Rheinische Post - Wesel/Dinslaken
Rechtzeitig gewarnt, aber zu spät gehandelt
Es ist noch zu früh, eine Bilanz der verheerenden Hochwasserkatastrophe im Westen Deutschlands zu ziehen. Aber Fragen drängen sich schon auf, und einige Fakten haben sich bereits jetzt herauskristallisiert. Deshalb ist es durchaus Zeit für ein Zwischenfazit.

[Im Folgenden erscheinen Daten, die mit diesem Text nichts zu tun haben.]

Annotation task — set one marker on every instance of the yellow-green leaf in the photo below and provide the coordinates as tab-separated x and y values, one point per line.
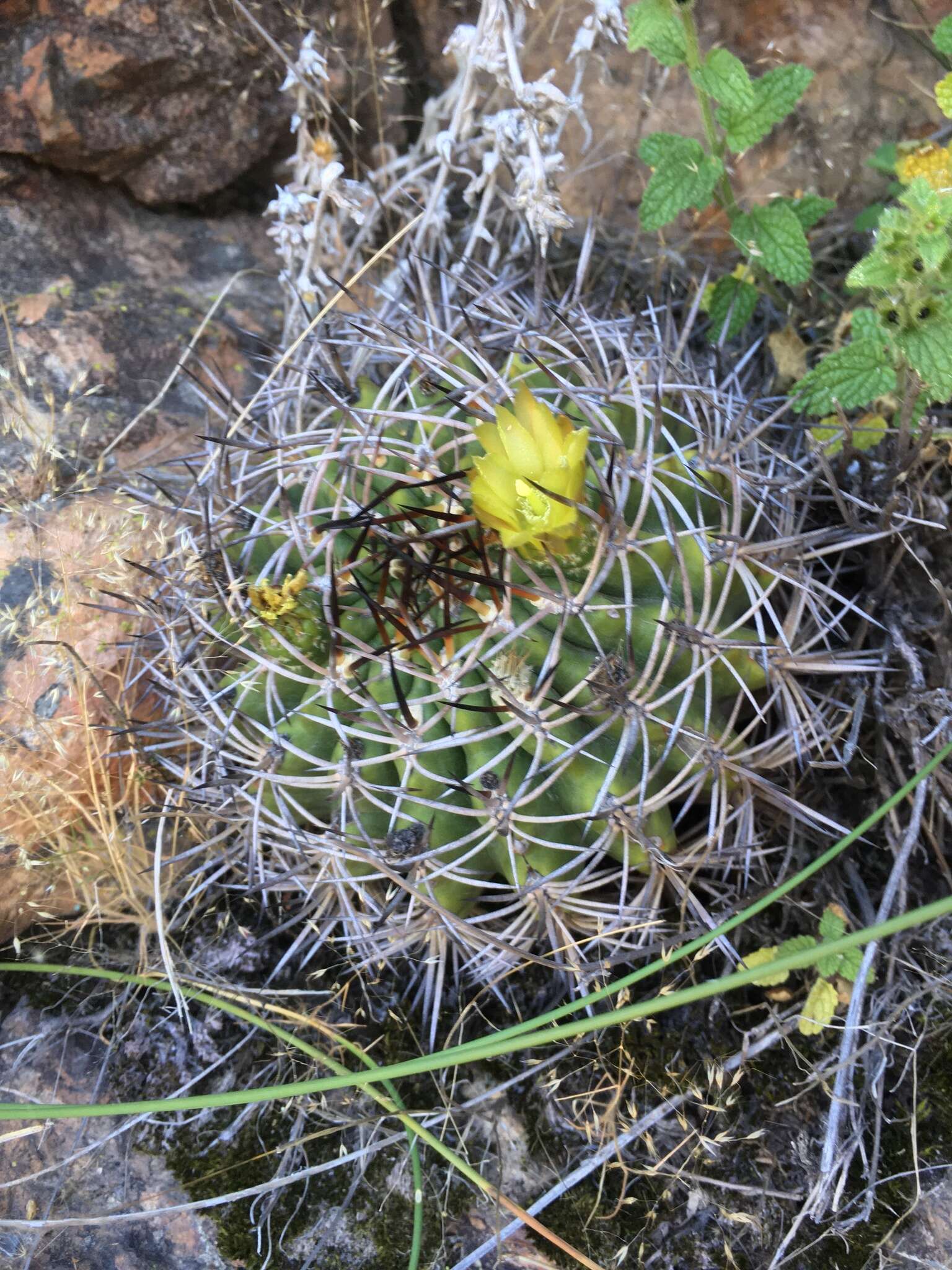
763	957
819	1010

Eines kann man vorneweg sagen: Die Warnung vor dem Unwetter ist rechtzeitig erfolgt, auch wenn wichtige Details fehlten. Die Reaktion darauf verlief allerdings uneinheitlich. Und wie so vieles in Deutschland sind die Wege der Information, der Koordinierung und der Ausführung äußerst verschlungen. So richtig es ist, dass die Kommunen vor Ort mit lokalen Naturereignissen umgehen, so zutreffend ist es auch, dass diese Katastrophe die Gemeinden überfordert hat. Es wäre voreilig, nun den Schuldigen beim Land zu sehen. Aber dort hat man die Lage nach den üblichen Mustern abgearbeitet und sich starr an die Regeln des eingeübten Katastrophenschutzes gehalten. Für das Ausmaß eines Jahrhunderthochwassers war das zu wenig. Ein Helmut Schmidt, wie seinerzeit bei der Flut in Hamburg, war nirgends zu sehen.
Und ein zweites hat das schlimme Unwetter gezeigt. Es hat die Schwächen des aktuellen Systems offengelegt. Der Katastrophenschutz in Deutschland ist zu komplex und zu umständlich. Wenn es auf Geschwindigkeit und schnelle Entscheidungen ankommt, müssen Informationswege vereinfacht und Koordinierungsstellen gestärkt werden. Die Technologie dafür ist da – sowohl analog, etwa über Sirenen, als auch digital, etwa über Warnapps und neue Medien. Da solche Großwetterlagen angesichts des Klimawandels noch öfter zu erwarten sind, muss das Krisenmanagement angepasst werden. Noch ist es die Zeit der Hilfe. Aber die Vorsorge vor der nächsten Umweltkatastrophe ist genauso wichtig.